Пошагав еще виновато, растерянно туда и сюда между дверью и ширмой, за которой посапывал тихо Олег, Ваня, все еще возбужденный, горя, не выдержал наконец, решительно скинул пижаму, свет погасил и нырнул под одеяло, к жене под бочок.
— К ней, к ней давай, — сжалась в комочек она. — Я, конечно, знала, что ты за кот, но чтобы так?
— Как?
— А так! Посмотрел бы на себя со стороны. Противно было смотреть. Ужасно. Эти глаза… — Глаза, глаза… Мало ли какие глаза…
— Да ладно, бог тебя когда-нибудь за это накажет. Нарвешься на какую-нибудь — проучит тебя.
— Хрен с маслом меня проучишь, — хмыкнул самонадеянно он. — Я кого угодно сам проучу.
— Ну давай, давай! Это тоже с фронта у вас. Там пронесло, остался живой, думаешь, и здесь всегда будет везти? Нет уж, так не бывает, чтобы только везло.
Ему сейчас не разговоры были нужны. Всего распирало, жгло изнутри.
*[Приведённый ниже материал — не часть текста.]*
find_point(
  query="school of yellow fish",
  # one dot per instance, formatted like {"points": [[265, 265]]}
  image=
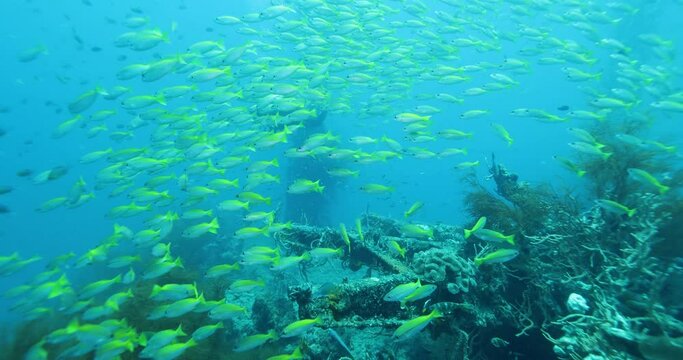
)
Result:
{"points": [[210, 141]]}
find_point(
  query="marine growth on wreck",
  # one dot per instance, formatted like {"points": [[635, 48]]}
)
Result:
{"points": [[341, 179]]}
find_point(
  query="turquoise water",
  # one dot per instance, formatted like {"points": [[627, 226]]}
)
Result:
{"points": [[350, 68]]}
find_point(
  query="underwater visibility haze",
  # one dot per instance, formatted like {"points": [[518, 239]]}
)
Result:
{"points": [[341, 179]]}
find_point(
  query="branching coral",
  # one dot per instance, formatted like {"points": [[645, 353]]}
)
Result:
{"points": [[443, 265]]}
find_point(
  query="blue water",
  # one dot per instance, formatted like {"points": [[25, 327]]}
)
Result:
{"points": [[79, 36]]}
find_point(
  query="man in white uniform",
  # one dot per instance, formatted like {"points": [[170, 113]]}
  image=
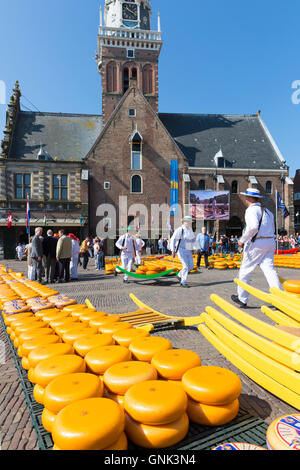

И он прохрипел:
— Ладно, хватит. — И, не считаясь с ее настроением, с гневом, презреньем, может быть, даже еще больше распаляясь от них, вдруг решительно сцапал ее.
— Да отстань ты! Слышишь, отстань! — негромко вскричала она. — Ишь, разобрало. Вот к ней и давай. — Все еще упрямясь, но уже не так решительно, цепко, она пока не сдавалась ему.
— Еще чего? К ней… — подсознательно чуя, угадывая, что именно это ей и нужно, приятно услышать сейчас, выдохнул он прямо в ухо жене. — К черту ее. Для этого ты у меня есть, — еще круче, уверенней стал ее себе подчинять.
…И не заметили, как утро пришло. Сквозь шторы уже проникал в комнату свет. Потягиваясь, Ваня поднялся с тахты, дернул за шнур. Окно обнажилось. Ночник уже был ни к чему — погасил. Распрямился, руки вскинул, зевнул — почти прорычал. Получилось громче, чем можно. Оглянулся с опаской на ширму. Но поздно. Олежка проснулся.